Monday, 9 September 2013
Reflections on a twitter exchange with Ozdil Nami
Nami was last week appointed ‘foreign minister’ in the coalition ‘government’ in the Turkish-occupied areas of Cyprus. He is an ‘MP’ with the leftist Republican Turkish Party and was a senior aide to former leader of the Turkish Cypriot community Mehmet Ali Talat.
My exchange with Nami began when I was irked by his assertion that awarding the Olympic Games to Turkey in 2020 would ‘send a strong message of peace and reconciliation to this war-torn part of the world’.

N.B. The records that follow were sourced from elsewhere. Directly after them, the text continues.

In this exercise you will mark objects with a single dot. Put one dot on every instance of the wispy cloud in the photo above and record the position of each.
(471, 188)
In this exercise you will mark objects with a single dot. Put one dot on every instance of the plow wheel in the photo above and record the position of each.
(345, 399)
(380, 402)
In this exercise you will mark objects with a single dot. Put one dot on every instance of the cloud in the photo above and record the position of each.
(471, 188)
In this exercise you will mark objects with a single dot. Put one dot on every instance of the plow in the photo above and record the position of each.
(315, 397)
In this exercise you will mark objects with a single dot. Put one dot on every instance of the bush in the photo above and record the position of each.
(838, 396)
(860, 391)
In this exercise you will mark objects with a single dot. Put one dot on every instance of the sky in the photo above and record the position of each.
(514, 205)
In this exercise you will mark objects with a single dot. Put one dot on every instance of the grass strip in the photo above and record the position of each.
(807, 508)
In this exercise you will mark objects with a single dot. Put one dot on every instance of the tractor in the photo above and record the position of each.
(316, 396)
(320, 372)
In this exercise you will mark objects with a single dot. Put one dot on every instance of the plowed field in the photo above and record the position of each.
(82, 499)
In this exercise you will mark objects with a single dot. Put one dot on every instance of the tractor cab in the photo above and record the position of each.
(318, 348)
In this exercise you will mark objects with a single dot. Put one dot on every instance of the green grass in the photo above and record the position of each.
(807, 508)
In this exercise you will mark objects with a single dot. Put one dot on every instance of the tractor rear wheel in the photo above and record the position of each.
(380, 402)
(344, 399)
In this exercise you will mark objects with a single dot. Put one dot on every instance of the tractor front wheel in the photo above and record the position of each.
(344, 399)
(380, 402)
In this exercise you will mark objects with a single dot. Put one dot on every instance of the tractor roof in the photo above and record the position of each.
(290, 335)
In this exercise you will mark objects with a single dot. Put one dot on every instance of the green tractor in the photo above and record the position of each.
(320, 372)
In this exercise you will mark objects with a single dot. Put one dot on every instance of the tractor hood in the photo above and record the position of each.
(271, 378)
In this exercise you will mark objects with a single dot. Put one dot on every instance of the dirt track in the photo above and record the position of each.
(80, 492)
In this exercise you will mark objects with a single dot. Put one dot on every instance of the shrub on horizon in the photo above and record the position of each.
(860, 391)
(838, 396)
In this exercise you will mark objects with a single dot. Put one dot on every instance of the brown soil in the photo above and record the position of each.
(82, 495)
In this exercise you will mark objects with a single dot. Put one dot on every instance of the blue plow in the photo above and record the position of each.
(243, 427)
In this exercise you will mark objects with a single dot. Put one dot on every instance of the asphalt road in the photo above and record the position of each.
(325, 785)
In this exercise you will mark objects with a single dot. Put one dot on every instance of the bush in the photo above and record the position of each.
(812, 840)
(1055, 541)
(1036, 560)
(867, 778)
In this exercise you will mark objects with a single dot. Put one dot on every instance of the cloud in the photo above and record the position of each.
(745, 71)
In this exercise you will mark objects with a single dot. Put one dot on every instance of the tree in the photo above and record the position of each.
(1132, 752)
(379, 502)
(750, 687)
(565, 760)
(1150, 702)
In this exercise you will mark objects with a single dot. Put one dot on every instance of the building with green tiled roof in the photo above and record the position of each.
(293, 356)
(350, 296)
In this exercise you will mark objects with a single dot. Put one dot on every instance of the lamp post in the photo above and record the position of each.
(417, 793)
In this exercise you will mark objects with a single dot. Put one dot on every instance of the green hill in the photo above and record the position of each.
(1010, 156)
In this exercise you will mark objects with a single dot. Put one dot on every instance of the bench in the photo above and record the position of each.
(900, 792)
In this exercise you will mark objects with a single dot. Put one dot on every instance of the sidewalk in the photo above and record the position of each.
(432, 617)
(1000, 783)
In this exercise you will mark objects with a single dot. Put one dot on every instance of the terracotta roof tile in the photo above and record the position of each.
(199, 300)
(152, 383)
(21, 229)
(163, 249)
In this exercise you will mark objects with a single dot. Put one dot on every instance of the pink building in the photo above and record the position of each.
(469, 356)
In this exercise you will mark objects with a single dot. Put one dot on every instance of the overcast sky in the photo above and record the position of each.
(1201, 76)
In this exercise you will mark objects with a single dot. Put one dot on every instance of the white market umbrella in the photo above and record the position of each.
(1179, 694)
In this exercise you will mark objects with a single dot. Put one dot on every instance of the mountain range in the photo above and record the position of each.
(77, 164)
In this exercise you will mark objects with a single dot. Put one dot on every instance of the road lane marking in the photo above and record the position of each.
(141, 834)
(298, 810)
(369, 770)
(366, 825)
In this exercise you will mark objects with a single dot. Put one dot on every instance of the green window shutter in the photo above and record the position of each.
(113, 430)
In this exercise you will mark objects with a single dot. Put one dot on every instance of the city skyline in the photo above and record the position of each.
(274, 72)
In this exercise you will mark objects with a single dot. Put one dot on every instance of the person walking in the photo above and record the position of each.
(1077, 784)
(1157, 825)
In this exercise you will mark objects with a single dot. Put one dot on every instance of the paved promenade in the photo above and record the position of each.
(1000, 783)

I suggested to Nami that if Turkey was interested in being seen as a paragon of peace and reconciliation, then perhaps it should end its occupation of Cyprus. Nami retorted that Greek Cypriots could have ended the presence of Turkish troops on the island in 2004 by accepting the Annan plan. There then followed an exchange on the merits of the Annan plan with Nami suggesting if the plan was as bad as I was making out then why would the current president of Cyprus, Nikos Anastasiades, and the then government of Greece have supported it? I argued they did this not because of the intrinsic merits of the plan, but because they feared rejection of it might lead the way to an upgrading of the pseudo-state in occupied Cyprus and the international isolation of the Republic of Cyprus. I further pointed out to Nami that it would be a mistake for the Turkish side to assume, in forthcoming negotiations on a Cyprus settlement, that because Anastasiades had backed the Annan plan in 2004 he would be amenable to a similar plan now. (I have discussed Anastasiades’ motivations for saying ‘Yes’ to the Annan plan in 2004 and why these no longer exist in 2013 in more detail here).
The most interesting part of the exchange for me was when I asked Nami – regarded as a moderate and progressive in the Turkish Cypriot community – whether he supported the notion that in a federal Cyprus, Cypriots would be able to live, work and own property in any part of the island, i.e. in both the Greek and Turkish components of the putative federal state. I asked him this question because the Turkish Cypriots’ strict interpretation of the bizonal element of a federal Cyprus – an interpretation that was reflected in the Annan plan – would seem to preclude certain residential, employment and ownership freedoms to Greek Cypriots. The Turkish side has insisted – and the Annan plan confirmed this – that quotas and restrictions be applied to Greek Cypriots wishing to settle, work and own property in that part of Cyprus to be run by the Turkish Cypriot constituent state. I wondered, therefore, if Nami would recognise that Turkish Cypriot insistence on a rigid form of bizonality – which smacks of ethnic separation, or apartheid – was intolerable to modern political thinking and contemporary notions of human rights and was one of the main reasons why Greek Cypriots rejected the Annan plan.
In fact, Nami did say he agreed with my proposition that in a federal Cyprus, Cypriots should be able to live, work and own property anywhere on the island. This somewhat took me aback since I don’t see how this affirmation of fundamental freedoms can be reconciled to bizonality, because for bizonality to work in the way Turkish Cypriots want, they must, at all times, be numerically superior and own the majority of property in their constituent state; a scenario that is impossible to guarantee if human rights regarding settlement, employment and ownership of property are applied.